Early Meeks was tearing paper matches out of a matchbook and flipping them at a cottonmouth moccasin that sat coiled on the corner of his desk with its mouth wide open and its fangs exposed. Early had killed the snake in a bog behind his house a couple of years back, and had had the taxidermist fix it so that an ashtray would fit inside the coil. In case it was true what Early had heard about the fangs of poisonous snakes being just as dangerous after the snakes were dead as when they were alive, those had been painted over with a clear sealant that was turning yellow now.

The ashtray was half-full of paper matches when Ras Ballenger stormed into the office, braying indignantly that he’d had a horse stolen the night before. He said his dogs had waked him up barking, and he’d come running out of the house with his shotgun, but by that time, the thief was lighting out of there, riding the best horse he had on the place. He didn’t shoot, because he didn’t want to hit the horse.

Early leaned back in his chair and listened, the way a lawman is supposed to. He didn’t interrupt Ras once, just let the little turd hustler tell him everything without meaning to.

“That animal was in top shape when it left my place.” Ras banged his fist on Early’s desk. “And it better be in the same condition when I git it back.”

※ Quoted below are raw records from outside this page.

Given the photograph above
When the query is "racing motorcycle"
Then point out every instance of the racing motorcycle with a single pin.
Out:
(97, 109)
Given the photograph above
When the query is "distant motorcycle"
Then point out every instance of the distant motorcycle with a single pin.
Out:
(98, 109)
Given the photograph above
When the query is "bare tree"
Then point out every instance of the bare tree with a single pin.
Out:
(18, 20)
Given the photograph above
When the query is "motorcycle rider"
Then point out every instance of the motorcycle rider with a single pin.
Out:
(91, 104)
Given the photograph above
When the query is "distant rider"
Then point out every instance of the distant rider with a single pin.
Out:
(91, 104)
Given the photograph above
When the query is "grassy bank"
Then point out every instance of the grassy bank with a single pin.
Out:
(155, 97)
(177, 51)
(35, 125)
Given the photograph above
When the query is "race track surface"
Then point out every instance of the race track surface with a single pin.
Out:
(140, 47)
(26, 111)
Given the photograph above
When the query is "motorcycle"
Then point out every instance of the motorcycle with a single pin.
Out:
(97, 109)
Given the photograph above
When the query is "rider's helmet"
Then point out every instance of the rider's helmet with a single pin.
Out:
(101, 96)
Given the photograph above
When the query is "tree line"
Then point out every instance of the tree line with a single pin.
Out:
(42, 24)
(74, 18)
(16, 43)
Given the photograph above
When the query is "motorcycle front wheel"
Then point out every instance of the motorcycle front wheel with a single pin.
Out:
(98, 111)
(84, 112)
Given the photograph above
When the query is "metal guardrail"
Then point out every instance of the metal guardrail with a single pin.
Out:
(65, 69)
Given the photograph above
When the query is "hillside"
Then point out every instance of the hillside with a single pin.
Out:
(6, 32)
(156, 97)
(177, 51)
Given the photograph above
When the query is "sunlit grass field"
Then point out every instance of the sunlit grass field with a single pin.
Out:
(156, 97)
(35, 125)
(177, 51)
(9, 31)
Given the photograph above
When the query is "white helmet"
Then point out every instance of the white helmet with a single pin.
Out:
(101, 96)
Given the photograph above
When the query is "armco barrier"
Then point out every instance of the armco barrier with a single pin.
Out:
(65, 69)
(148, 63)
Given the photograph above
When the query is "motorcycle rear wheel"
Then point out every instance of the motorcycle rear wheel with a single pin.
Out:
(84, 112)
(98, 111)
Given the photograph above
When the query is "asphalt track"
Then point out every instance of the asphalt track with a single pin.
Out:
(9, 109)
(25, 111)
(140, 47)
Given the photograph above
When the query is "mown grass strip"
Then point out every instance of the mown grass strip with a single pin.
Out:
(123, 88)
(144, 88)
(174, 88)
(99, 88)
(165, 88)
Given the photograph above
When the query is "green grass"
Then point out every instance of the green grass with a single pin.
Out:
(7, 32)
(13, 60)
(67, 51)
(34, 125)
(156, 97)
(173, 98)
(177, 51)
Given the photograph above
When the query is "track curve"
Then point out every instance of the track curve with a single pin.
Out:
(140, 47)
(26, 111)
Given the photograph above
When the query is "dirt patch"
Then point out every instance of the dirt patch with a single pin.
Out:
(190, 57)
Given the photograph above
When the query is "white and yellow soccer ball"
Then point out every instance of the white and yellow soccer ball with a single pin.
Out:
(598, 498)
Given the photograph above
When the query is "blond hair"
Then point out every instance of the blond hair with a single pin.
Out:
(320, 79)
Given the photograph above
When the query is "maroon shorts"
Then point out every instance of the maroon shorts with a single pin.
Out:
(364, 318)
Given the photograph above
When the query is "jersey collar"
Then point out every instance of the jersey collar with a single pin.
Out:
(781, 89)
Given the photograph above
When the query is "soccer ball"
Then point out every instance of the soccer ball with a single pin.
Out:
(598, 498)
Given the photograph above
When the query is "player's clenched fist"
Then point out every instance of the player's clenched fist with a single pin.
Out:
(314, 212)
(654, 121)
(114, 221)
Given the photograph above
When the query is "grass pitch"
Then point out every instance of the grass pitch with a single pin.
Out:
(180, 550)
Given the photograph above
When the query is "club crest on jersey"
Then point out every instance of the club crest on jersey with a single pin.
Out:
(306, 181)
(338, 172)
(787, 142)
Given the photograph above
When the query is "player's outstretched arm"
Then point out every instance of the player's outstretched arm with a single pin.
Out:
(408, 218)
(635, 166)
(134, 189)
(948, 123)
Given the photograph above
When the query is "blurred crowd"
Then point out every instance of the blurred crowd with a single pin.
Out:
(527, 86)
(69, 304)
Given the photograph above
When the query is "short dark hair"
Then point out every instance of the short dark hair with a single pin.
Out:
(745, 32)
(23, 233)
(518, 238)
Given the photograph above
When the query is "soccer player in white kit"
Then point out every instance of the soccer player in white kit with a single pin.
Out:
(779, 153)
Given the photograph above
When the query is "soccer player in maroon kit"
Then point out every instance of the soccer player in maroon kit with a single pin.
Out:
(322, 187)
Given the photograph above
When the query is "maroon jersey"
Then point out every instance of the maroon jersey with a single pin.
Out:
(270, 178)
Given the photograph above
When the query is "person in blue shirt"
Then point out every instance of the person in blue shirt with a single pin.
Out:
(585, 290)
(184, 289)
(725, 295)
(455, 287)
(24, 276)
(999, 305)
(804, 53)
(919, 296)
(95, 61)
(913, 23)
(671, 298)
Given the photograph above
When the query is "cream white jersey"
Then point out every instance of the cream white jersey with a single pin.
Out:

Early scratched his ear and frowned. “You don’t think
I
took the horse,” he said.

Ras coughed and spluttered explosively. “I wasn’t accusin’ you. I was reportin’ a crime!”

“I couldn’t tell. Sounded like you was saying you’re holding me responsible for anything that might’ve happened to the animal.”

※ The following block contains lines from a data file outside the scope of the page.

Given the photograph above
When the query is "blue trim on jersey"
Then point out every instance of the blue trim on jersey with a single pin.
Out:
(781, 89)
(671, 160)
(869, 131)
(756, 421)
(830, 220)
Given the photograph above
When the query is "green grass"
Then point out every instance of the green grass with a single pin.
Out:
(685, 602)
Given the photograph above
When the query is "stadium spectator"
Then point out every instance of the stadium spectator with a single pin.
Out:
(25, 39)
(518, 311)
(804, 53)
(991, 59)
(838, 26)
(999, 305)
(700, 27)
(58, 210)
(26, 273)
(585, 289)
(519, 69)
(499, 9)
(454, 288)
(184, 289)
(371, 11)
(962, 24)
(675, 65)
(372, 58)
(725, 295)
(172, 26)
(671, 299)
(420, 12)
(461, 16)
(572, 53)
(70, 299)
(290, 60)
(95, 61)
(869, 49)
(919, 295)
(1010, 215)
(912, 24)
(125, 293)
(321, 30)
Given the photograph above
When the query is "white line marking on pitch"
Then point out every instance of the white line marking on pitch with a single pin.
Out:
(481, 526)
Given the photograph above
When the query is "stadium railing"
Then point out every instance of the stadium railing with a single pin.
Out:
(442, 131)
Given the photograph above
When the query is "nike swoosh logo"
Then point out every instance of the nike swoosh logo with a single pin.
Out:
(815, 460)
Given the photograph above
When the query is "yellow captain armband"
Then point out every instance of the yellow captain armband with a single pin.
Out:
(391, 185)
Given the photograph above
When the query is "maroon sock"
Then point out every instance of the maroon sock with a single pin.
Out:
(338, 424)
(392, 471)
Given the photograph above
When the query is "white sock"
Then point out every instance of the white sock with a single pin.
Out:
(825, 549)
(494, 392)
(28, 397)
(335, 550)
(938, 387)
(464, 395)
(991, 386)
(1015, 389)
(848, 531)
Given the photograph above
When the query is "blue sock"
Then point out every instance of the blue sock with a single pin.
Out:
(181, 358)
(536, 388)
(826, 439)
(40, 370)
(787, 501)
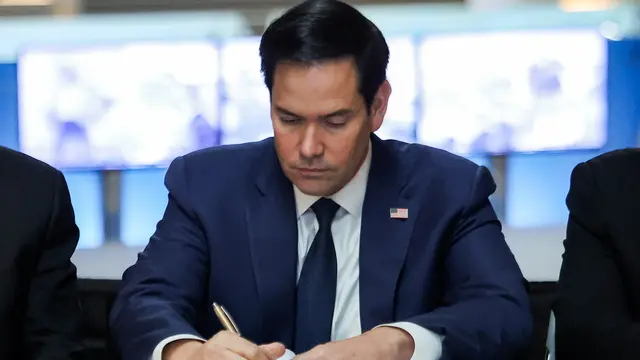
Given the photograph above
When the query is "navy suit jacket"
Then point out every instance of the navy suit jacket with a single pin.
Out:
(229, 235)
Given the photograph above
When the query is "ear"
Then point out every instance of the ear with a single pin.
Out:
(379, 105)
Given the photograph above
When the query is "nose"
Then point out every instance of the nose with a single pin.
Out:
(311, 145)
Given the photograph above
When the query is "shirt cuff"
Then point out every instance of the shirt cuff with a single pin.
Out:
(157, 352)
(428, 345)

“I wasn’t sayin’ anything of the kind.”

Early looked blank. Like this was all deeper than he could fathom.

“So you’re thinking—that the thief rode the horse off your place, and maybe decided he didn’t like it enough to keep it—so he hurt it some way, just for spite—and left it where I’d be able to find it?” He scratched his ear again. “Usually, a man’s gonna steal a horse, he’ll back a trailer up to the pasture and cut the fence and load the critter on, and hightail it to the next county. I never heard of anybody going afoot onto somebody else’s property, right up close to their house, walking in amongst their dogs and all—and taking a horse and riding it out, just so he could mistreat it—and then taking off on foot again. I wonder how the sonofabitch got home.”

Ras tightened up like a spring. He knew he was being messed with, but now he had no choice except to gut this out.

“All I know is, it got stole. And it’s your job to git it back for me.”

Early smiled. It was a tolerant smile that he reserved for folks he wouldn’t piss on if they were to catch fire. Then he stood up, like a ladder unfolding. Ras reacted by pulling himself up as tall as he could, which wasn’t very. Early halfway expected him to jump on top of the desk so he could be the one looking down on somebody.

“I’ll ask around,” Early said.

He didn’t let on that he knew where the horse was, and Ras didn’t let on that he knew that Early knew. They both had their little secrets.

After Ras left, Early sat back down and tore another paper match out of the matchbook, and flipped it into the ashtray that was nestled into the coil of the cottonmouth. Through the window, he could see Ras strutting across to the curb, where the red Apache waited. The summer sun played over the little man’s bronzy skin and midnight hair, making him gleam like a shiny water moccasin.

Watching Ras climb up into his truck and gun it out of there, Early couldn’t help thinking that there was a man who was overdue for killing. When the time came, he’d be more than glad to do the honors, but there was no telling who or what was going to suffer in the meantime. He kind of wished he could do it early.